Although most of the time is devoted to their work at NASA, we still get a good look at their everyday lives. This is especially true of Katherine Goble, a single mother being courted by Jim Johnson (Mahershala Ali), and much of what we see of the other women outside of NASA seems to be focused on getting the two of them together.
Katherine’s work also seemed to get about as much attention as the other two combined, with Mary’s storyline in particular feeling a little under-represented. But with a runtime of a little over two hours, it may well be the case that some of Mary’s content ended up on the cutting room floor. That’s unfortunate, particularly when it seems like an early scene that portrayed Katherine as a child prodigy could’ve been left out to allow for more time with the other two, but it ultimately doesn’t hurt the film much.

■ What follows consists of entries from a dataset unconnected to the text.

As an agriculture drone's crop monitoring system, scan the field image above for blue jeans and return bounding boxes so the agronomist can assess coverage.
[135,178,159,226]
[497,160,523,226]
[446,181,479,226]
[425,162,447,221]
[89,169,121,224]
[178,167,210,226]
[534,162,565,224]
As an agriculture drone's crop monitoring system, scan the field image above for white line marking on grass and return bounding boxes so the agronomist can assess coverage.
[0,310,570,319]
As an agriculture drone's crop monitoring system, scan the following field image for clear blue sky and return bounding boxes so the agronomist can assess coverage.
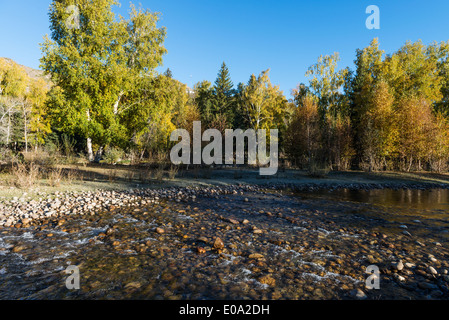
[0,0,449,97]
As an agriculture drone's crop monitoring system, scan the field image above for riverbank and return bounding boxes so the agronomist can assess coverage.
[0,186,449,300]
[0,167,449,227]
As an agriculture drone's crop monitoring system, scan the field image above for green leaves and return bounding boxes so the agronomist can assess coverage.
[41,0,166,158]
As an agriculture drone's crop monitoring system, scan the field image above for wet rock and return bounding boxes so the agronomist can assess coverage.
[418,282,438,290]
[428,266,438,275]
[11,245,27,253]
[259,275,276,287]
[350,289,368,300]
[391,260,404,271]
[248,253,264,259]
[213,237,224,250]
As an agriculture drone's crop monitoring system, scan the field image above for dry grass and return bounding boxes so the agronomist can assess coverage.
[48,168,63,187]
[153,165,164,181]
[168,166,179,180]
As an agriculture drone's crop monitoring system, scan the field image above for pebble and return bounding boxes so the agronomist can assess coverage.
[391,260,404,271]
[429,266,438,275]
[350,289,367,300]
[214,237,224,250]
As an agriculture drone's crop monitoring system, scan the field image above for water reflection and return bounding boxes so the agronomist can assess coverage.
[302,189,449,212]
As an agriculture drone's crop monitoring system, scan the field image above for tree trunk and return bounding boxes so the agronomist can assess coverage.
[23,107,28,153]
[87,138,94,162]
[94,147,104,163]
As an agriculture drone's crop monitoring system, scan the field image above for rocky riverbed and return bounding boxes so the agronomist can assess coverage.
[0,185,449,300]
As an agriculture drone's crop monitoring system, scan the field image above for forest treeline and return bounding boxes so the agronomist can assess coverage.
[0,0,449,172]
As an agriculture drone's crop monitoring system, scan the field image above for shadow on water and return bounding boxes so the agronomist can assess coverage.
[294,189,449,213]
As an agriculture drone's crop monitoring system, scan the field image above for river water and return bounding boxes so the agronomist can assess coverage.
[0,190,449,300]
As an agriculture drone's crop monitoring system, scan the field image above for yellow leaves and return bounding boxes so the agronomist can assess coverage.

Beyond the three excellent leads, only Kevin Costner (in the role of Al Harrison, who is apparently a composite based on a few different people) warrants additional comment for his performance, although that’s largely because his character was the most significant to the story. The film has other recognizable faces, like Kirsten Dunst and Jim Parsons, but there’s really nothing too noteworthy about their performances.
Ultimately, Hidden Figures is inspirational, educational, funny, and entertaining in just about every other way. It’s a great way to spend a couple of hours of your time.